12. The principle laid down by Hon'ble the Supreme Court cannot be disputed but the question is whether a person is capable to identify opium simply by seeing and smelling. If this can be done then certainly it is not necessary to send the substance for examination to Chemical Analyst. The Head Constable Amanullah PW1 and the SHO Ram Chandra PW5 are the two Police Officers; one who has caught the accused and the second who has investigated the matter and put up the challan. Both these witnesses are interested witnesses. Whether these two Police Officers can be relied on this aspect that the substance was opium? In this regard in the Karvahi Police it has been mentioned that by smell the substance was found to be the opium. As mentioned in the report Ex. P1 that this substance was found in a plastic bottle means it was a liquid. It cannot be said that it was a complete opium. It might be in a diluted form. It was, therefore, necessary to send it to Chemical Analyst for finding out its characteristic. Actually, the motbirs who were independent persons and in whose presence the substance was seized and if had they stated that this substance is opium because they smelt it or by seeing they are of this opinion that this substance is opium, then certainly the position would have been different. Motbir Mooldan (PW4) has not stated that the recovered substance was opium. Other motbir Ramesh was not examined.

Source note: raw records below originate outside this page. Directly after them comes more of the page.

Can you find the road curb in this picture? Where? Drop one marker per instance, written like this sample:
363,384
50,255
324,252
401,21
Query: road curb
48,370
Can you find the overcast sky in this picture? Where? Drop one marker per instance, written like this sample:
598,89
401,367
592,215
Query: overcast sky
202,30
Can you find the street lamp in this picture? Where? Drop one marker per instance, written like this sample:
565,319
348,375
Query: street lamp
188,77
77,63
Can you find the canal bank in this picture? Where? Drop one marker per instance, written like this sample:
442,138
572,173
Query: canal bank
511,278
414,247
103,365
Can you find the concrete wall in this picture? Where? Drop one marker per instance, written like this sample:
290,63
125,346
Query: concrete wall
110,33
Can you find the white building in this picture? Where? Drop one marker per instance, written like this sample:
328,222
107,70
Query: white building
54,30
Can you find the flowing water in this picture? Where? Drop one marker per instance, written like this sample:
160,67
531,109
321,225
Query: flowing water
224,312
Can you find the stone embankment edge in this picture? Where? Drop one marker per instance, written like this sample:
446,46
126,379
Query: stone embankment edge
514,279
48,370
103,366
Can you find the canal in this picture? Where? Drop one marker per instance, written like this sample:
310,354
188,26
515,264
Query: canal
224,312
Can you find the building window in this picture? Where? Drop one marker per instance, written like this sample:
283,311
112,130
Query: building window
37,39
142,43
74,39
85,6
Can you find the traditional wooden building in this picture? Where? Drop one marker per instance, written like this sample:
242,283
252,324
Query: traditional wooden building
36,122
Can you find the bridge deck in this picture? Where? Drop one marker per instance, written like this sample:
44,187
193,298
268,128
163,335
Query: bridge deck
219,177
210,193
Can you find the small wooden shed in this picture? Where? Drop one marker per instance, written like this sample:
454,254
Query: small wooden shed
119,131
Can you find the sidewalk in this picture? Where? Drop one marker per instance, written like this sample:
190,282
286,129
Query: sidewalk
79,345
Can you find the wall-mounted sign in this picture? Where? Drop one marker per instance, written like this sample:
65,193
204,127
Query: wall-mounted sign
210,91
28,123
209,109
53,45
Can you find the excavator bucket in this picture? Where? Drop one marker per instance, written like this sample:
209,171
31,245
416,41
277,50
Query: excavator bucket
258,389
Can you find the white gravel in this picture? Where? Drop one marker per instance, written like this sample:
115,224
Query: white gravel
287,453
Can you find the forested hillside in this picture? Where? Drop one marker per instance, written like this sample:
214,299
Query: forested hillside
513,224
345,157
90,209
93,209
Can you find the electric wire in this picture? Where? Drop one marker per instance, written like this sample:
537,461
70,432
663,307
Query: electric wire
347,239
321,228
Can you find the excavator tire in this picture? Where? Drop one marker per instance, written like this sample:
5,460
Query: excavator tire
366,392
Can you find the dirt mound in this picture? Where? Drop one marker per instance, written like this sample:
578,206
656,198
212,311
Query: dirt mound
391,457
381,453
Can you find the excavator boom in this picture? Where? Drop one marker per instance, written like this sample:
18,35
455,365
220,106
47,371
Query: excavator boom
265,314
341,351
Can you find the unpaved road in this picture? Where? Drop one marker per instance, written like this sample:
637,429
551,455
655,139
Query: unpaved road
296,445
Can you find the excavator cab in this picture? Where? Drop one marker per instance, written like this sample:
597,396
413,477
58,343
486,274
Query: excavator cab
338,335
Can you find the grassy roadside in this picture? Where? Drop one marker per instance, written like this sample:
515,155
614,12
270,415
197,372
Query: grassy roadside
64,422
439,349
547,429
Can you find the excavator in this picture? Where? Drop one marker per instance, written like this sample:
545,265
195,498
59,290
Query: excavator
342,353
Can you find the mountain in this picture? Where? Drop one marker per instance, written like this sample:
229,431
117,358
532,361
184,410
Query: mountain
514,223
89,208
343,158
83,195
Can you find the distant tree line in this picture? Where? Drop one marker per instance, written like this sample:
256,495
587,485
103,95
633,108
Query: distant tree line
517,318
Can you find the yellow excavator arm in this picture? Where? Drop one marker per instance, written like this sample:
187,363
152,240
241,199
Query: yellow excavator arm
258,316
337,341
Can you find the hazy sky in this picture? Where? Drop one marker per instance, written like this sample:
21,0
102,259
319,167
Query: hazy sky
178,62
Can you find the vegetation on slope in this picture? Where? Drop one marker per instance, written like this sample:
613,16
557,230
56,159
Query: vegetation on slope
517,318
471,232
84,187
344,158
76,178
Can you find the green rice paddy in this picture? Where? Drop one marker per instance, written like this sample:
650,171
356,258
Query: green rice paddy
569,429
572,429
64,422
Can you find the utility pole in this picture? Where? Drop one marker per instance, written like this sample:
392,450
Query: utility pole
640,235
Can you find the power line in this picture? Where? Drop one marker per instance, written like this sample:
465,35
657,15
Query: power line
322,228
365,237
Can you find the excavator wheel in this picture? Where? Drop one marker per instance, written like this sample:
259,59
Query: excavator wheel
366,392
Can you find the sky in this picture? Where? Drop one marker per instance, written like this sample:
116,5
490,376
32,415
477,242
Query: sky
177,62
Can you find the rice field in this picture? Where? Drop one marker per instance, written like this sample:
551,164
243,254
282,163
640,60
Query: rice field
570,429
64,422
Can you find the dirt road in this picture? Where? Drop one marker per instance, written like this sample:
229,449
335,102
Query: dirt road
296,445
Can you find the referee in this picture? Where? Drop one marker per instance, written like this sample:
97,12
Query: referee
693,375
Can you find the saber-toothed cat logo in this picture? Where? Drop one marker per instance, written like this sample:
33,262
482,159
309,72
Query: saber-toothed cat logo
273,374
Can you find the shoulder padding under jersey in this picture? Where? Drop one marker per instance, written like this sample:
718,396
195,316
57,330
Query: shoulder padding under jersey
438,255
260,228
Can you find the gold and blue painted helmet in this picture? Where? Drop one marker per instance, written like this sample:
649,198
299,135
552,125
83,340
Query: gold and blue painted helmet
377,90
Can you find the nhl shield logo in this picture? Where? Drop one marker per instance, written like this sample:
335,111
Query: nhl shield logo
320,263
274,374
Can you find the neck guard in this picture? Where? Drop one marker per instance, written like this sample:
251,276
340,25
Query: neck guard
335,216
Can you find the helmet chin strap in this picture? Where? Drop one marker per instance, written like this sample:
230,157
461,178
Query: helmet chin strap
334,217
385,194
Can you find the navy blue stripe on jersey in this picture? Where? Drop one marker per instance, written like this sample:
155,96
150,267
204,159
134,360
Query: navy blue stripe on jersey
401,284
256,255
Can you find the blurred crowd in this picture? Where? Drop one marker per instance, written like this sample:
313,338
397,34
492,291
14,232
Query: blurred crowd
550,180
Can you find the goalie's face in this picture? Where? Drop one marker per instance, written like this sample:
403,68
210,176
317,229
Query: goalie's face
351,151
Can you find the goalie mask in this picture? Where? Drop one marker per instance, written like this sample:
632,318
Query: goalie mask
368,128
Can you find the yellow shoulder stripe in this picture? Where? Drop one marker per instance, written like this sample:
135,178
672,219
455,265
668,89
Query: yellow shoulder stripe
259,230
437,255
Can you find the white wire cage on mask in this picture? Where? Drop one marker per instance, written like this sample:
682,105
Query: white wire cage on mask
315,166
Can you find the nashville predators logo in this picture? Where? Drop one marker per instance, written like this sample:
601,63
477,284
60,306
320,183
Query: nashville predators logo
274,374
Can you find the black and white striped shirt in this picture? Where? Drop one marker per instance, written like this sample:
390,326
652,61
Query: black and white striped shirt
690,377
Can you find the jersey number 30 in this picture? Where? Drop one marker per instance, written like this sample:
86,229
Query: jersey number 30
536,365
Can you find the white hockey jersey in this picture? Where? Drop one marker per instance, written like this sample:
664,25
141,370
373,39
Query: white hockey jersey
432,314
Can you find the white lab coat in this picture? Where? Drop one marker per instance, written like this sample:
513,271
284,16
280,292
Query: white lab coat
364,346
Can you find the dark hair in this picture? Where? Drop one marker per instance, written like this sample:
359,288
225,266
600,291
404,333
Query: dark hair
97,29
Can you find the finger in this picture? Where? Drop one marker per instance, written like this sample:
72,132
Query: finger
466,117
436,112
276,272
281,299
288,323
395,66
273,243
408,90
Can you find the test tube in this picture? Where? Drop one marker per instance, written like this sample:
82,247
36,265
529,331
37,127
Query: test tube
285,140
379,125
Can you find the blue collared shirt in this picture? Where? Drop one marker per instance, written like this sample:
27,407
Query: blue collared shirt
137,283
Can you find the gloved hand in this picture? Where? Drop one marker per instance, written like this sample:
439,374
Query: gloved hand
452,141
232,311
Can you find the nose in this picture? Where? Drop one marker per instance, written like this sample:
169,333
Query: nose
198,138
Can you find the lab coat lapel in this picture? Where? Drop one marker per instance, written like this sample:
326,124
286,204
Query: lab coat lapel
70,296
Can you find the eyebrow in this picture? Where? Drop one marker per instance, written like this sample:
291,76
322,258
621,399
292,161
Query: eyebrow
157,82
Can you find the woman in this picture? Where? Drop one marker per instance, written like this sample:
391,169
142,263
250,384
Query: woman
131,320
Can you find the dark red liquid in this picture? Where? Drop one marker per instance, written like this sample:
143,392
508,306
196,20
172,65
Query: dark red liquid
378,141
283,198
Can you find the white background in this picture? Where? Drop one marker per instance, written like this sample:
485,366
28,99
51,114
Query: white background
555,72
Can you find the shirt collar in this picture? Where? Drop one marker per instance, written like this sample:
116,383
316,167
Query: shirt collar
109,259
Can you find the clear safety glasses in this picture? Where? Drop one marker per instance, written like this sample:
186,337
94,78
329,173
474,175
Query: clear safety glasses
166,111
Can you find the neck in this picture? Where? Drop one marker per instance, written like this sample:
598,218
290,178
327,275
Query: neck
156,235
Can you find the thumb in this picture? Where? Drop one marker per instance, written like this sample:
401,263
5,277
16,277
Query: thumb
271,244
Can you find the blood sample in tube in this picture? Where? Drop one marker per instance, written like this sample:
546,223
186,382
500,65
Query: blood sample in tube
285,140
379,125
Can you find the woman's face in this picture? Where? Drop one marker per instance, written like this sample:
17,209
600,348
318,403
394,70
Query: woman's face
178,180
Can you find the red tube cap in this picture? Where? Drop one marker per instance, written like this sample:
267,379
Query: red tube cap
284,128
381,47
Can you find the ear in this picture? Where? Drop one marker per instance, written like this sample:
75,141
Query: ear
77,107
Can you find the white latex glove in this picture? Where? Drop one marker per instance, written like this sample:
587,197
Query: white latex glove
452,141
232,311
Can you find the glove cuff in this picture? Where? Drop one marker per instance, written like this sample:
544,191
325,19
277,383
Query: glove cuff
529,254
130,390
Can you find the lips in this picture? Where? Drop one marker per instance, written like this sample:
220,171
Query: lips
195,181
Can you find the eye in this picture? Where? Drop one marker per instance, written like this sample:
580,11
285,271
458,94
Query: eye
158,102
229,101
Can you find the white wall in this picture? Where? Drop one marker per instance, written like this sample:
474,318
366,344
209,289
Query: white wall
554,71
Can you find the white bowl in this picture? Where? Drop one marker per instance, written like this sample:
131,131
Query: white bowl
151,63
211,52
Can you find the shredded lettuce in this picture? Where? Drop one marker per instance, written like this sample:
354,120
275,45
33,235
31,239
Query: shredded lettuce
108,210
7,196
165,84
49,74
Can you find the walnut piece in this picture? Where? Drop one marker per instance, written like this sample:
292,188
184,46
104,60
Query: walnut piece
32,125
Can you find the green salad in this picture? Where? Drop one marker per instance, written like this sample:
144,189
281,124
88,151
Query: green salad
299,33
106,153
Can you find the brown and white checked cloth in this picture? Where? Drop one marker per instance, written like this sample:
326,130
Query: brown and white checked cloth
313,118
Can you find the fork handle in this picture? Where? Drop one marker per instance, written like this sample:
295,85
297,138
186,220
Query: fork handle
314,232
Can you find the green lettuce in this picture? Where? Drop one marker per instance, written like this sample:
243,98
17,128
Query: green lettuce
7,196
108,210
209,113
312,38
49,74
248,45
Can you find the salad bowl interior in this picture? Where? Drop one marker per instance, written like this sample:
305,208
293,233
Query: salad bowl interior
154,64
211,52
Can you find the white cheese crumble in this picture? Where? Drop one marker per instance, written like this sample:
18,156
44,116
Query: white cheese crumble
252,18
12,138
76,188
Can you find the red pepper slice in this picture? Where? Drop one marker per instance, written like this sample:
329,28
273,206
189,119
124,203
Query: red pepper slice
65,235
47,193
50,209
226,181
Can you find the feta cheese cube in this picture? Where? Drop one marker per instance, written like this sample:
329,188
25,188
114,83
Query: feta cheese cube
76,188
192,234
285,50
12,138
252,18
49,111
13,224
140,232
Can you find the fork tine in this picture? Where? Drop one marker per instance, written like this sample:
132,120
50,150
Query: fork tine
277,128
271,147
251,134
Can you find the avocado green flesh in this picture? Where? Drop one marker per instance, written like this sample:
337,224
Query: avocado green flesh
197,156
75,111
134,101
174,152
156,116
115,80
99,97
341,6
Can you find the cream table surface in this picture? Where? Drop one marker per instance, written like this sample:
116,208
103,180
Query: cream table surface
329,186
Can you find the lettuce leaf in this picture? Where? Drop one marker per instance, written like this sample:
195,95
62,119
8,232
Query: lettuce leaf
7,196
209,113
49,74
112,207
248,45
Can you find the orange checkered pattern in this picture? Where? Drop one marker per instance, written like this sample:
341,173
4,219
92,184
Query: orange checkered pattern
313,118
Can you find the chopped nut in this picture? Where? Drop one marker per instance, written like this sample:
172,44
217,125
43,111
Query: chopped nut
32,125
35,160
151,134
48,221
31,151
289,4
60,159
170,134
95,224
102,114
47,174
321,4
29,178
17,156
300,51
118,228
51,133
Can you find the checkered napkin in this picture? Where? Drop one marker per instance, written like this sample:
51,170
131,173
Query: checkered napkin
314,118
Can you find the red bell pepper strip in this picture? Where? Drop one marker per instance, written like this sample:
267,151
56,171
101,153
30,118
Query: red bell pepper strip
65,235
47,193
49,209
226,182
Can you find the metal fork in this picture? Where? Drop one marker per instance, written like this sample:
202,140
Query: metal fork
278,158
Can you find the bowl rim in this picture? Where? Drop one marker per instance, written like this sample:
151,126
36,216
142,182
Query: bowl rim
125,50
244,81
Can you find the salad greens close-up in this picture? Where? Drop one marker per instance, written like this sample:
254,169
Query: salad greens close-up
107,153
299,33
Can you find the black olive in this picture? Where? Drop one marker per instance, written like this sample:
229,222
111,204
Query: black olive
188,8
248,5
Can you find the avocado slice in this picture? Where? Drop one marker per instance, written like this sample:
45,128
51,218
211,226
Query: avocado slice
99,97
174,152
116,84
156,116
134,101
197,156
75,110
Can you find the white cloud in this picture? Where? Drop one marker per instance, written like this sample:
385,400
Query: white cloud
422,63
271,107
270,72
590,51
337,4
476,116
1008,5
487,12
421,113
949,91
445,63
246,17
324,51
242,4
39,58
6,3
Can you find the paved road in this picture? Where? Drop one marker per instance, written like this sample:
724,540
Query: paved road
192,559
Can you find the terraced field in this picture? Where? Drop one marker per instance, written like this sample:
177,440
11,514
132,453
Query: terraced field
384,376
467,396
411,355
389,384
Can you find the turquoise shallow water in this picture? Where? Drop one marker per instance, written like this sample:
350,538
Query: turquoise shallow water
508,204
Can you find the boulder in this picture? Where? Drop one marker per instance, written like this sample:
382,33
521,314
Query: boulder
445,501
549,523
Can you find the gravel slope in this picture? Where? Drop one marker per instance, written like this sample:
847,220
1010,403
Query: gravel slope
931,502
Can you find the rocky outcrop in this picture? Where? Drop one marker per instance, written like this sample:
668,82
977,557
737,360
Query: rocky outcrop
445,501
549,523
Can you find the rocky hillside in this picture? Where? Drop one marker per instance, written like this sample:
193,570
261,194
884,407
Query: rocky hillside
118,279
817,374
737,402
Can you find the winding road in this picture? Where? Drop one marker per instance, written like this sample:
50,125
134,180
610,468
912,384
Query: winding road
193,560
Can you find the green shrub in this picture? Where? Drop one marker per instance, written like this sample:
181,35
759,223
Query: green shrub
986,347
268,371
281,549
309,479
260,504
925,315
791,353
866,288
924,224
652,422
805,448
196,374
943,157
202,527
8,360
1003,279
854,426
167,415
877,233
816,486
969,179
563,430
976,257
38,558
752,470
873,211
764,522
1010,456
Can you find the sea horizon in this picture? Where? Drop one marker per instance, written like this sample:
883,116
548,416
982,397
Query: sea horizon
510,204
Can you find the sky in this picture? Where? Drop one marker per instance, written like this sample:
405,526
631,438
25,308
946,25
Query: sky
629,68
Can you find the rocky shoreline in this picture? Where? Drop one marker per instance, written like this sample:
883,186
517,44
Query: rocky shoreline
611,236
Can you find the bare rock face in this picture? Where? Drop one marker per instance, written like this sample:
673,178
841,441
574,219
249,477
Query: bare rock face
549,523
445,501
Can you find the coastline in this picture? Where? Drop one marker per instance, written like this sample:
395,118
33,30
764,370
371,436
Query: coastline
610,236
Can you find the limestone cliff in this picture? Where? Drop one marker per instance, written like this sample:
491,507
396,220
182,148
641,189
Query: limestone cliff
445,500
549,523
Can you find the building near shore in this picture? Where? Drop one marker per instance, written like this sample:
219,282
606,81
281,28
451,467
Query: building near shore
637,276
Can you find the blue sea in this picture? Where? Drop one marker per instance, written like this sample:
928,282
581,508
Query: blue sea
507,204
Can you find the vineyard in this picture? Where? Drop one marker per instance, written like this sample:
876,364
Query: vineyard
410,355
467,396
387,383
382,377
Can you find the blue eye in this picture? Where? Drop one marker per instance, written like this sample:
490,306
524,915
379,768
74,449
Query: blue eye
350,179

13. One thing is to be kept in mind that an Excise Inspector who deals with such substance off and on and who is an expert in this line can certainly say after seeing and smelling that the substance is opium because they had been trained in this aspect. For a Head Constable and SHO I do not think it is possible for them to say simply by seeing and smelling that the substance is opium one. Anyway, once the sample was sent to Chemical Examiner it was the duty of the prosecution to prove beyond doubt that the sample was sealed and seal was intact and it was sent in intact condition to the Laboratory for examination. In the present case as observed above that the matter of sealing and the seal was intact or not creates doubt and certainly when doubt is created the benefit of doubt is to be given to the accused.
14. It is really a matter of sorrow that in the cases under Narcotic Act when the punishment is made so severe and minimum sentence awarded is 10 years and a fine of Rs. 1,00,000/-, investigation was not to the mark. It is expected that the investigation should be in a far-far better condition.
15. In view of my above observations, I find that the prosecution has failed to establish its case beyond reasonable doubt. The benefit of doubt is. therefore, given to the accused.
16. As a result, the appeal is accepted. The accused is not found guilty under Section 8/18 of Narcotic Drugs and Psychotropic Substances Act, 1985 and his conviction and sentence as awarded by the learned Sessions Judge, Ajmer are set aside. The accused is in central jail Ajmer. He be set at liberty forth-with, if not required in any other case.